Wes Welker has spent his off-season clamoring for a long term contract. The Patriots responded to his requests by bringing in a group of free agent Wide Receivers including underrated veteran Brandon Lloyd.

Not exactly what you want to see if you’re in Welker’s position. Last month he told the NFL Network he was in no rush to sign his $9.515 million franchise tender.

Yesterday on Boston radio station WEEI, Welker appeared to backtrack on his earlier comments – stating there were 9.5 million reasons why he wouldn’t miss any regular-season games.

Which leads us to today’s unsurprising news:

Few Wide Receivers have matched Welker’s level of production during the last five years. Based on previous contract negotiations it seems the Patriots believe anyone on the team is replaceable outside of Tom Brady and Bill Belichick – their continued success shows us they aren’t wrong. Now that Welker has signed the tender New England has no impetus to get a new deal done.

Welker’s leap of faith – this isn’t the first, he rushed back from ACL surgery in 2010 – may end up costing the Wide Reciever in the long run.

Comments (3)

  1. Welker had three options: take whatever long term deal the Patriot’s were offering, take the $9.5 million for one season, or hold out and get paid nothing. Despite the fact the Welker signed the tender, the long term offer is still on the table and he can take it at any time. So his options are unchanged: he can still take the long term offer, take the $9.5 million for one season, or refuse to play when the season actually starts and get paid nothing. So he lost nothing by signing the tender. But he did gain something: he gained the right to participate in the Patriot’s preseason camp next week. That’s why he signed the tender.

    • Do you think the term/money the Pats offered is something Welker would consider signing if he chose to sign the tender instead?

      • No, but I never thought they would do a long term deal anyway.
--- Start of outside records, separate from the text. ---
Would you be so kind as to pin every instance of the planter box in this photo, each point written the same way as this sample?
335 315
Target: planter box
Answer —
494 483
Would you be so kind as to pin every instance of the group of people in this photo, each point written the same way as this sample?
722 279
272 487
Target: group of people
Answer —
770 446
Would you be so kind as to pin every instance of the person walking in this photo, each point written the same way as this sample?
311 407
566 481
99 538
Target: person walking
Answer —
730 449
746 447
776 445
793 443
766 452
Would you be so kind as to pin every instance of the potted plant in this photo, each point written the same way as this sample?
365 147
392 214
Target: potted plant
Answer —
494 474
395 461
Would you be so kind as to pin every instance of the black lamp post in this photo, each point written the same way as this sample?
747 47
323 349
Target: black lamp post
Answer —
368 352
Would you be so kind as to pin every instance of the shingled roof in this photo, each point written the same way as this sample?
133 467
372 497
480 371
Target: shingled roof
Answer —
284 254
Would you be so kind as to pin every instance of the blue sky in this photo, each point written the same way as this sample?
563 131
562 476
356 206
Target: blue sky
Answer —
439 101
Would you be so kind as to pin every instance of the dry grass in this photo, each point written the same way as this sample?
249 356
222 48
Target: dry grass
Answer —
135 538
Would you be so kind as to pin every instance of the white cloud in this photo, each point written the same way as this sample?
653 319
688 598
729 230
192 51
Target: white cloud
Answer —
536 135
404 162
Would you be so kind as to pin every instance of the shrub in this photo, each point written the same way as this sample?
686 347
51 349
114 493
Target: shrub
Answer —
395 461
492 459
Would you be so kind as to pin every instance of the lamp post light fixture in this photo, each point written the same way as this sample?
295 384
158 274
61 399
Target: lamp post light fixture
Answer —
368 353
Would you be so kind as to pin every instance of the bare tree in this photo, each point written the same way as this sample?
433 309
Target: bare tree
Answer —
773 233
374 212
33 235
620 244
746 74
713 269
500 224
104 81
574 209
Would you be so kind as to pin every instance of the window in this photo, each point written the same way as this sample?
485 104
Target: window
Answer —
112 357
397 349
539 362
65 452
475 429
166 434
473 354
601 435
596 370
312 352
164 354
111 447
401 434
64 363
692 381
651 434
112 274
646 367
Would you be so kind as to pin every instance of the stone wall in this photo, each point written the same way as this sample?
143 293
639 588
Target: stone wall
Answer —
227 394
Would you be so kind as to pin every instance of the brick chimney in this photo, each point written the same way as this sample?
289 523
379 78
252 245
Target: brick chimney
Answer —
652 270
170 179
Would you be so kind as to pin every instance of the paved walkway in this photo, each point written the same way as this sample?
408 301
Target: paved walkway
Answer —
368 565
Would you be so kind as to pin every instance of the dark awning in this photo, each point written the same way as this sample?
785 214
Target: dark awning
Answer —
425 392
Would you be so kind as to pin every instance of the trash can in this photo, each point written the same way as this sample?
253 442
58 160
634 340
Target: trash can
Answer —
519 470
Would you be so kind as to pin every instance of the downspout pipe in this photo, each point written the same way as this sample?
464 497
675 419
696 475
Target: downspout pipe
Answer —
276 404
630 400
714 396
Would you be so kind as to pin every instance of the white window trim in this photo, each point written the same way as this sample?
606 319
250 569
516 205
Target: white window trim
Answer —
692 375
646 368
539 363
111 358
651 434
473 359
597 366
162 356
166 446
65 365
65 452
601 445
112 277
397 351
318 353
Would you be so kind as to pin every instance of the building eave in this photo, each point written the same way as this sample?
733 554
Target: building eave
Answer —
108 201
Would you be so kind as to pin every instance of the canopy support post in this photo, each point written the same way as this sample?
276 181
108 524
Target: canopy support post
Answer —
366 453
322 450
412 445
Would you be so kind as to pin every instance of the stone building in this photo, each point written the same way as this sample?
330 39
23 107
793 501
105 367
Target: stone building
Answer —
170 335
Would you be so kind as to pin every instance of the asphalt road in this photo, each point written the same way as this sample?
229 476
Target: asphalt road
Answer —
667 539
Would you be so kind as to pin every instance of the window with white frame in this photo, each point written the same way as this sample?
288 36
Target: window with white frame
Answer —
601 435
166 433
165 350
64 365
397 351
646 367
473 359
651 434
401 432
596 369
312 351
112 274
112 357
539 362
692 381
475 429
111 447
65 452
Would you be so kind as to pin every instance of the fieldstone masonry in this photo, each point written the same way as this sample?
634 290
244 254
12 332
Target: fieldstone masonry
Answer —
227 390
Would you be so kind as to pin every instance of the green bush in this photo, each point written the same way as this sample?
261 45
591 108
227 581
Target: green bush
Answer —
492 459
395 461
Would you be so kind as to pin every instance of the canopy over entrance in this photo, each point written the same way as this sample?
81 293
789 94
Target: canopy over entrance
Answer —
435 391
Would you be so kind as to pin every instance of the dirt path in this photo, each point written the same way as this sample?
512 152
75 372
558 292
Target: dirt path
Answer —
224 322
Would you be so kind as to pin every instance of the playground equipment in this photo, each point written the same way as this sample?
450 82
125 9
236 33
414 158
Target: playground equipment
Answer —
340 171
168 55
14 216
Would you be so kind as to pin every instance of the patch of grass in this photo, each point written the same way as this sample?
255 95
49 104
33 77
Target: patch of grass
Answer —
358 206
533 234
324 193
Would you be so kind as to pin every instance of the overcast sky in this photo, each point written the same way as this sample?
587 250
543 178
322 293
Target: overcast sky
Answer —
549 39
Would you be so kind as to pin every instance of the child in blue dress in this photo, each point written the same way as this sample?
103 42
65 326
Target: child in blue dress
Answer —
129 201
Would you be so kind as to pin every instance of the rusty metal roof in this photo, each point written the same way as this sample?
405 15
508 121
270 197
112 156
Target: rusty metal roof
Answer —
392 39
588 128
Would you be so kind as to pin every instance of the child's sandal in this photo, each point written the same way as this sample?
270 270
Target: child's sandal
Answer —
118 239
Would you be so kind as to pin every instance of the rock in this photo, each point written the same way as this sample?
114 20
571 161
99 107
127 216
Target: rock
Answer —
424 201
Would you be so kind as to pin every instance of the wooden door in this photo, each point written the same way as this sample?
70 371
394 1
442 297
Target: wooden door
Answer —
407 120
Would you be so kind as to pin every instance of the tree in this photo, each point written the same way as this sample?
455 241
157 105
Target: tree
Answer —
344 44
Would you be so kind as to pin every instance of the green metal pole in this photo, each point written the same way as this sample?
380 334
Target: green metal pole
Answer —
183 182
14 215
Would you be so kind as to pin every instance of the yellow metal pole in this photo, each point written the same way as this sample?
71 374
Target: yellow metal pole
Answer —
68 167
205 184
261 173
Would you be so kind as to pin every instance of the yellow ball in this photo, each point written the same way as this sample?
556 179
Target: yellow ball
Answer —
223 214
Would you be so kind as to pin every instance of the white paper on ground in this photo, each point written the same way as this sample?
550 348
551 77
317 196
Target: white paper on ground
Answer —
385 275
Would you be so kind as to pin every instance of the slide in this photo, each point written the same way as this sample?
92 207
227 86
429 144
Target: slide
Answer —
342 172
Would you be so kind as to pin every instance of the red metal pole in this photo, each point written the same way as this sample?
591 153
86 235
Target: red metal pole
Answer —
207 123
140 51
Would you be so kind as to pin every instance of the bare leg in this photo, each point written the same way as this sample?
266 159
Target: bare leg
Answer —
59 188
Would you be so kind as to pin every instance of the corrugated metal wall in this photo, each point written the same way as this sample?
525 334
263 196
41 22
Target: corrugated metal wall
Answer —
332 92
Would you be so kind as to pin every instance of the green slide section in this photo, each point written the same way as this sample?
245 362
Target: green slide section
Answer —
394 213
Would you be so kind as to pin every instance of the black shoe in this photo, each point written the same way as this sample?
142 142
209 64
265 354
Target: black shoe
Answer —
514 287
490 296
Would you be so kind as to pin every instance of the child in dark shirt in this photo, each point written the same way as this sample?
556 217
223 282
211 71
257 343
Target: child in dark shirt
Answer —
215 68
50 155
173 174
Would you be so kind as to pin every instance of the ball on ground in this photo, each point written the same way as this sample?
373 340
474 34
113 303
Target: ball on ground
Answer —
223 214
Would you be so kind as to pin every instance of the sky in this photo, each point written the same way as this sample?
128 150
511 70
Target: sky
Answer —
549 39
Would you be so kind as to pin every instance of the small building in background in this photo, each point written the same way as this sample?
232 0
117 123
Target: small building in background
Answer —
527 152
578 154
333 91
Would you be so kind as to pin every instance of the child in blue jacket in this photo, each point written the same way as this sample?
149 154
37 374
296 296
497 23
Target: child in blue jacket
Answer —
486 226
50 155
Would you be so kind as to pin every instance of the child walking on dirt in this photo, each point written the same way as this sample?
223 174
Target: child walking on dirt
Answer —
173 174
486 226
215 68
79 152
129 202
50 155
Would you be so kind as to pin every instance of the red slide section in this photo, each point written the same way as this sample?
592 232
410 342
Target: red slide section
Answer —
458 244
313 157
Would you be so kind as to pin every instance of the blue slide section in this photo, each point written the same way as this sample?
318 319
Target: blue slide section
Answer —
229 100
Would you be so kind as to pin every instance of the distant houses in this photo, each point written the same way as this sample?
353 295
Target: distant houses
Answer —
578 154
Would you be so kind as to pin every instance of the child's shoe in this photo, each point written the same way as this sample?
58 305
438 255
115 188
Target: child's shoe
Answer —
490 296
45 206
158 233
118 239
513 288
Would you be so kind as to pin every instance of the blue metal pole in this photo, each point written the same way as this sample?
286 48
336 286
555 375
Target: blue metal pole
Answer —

With the franchise tag, the Patriots have all the leverage. They can pay Welker $9.5 million this year. Next year they can franchise him again for $11.4 million. That’s two years for about $21 million, but the Patriots only have to guarantee one year at a time. If Welker wants two years guaranteed, he would probably have to take less than $18 million. And I doubt the Patriots were willing to go more than $18 million guaranteed, no matter how long the contract was.

        There is I think an interesting dynamic to this situation. On paper, Welker is worth more to the Patriots than any other team. This is in part because of how well is fits into NE’s system and his rapport with Brady. In other words, while I could be wrong, I don’t think Welker could go out onto the open market and get more than what the Patriots are offering. But his contributions to the Patriots certainly indicate he should be paid as much as the top receivers in the league. In a situation like that, it is usually the party that blinks first who loses leverage. But in this situation, I don’t think Welker had any leverage. He’s worth nothing to the Patriots if he blows the lid off their cap number and prevents them from retaining the other players they need to put together a championship caliber team. And the Patriots have made it clear that everyone is expendable if that’s what it takes to maintain their salary structure. So this is playing out exactly how I expected, with Welker taking the franchise tender. If Welker has another blow out year, I expect the Patriots will franchise him again.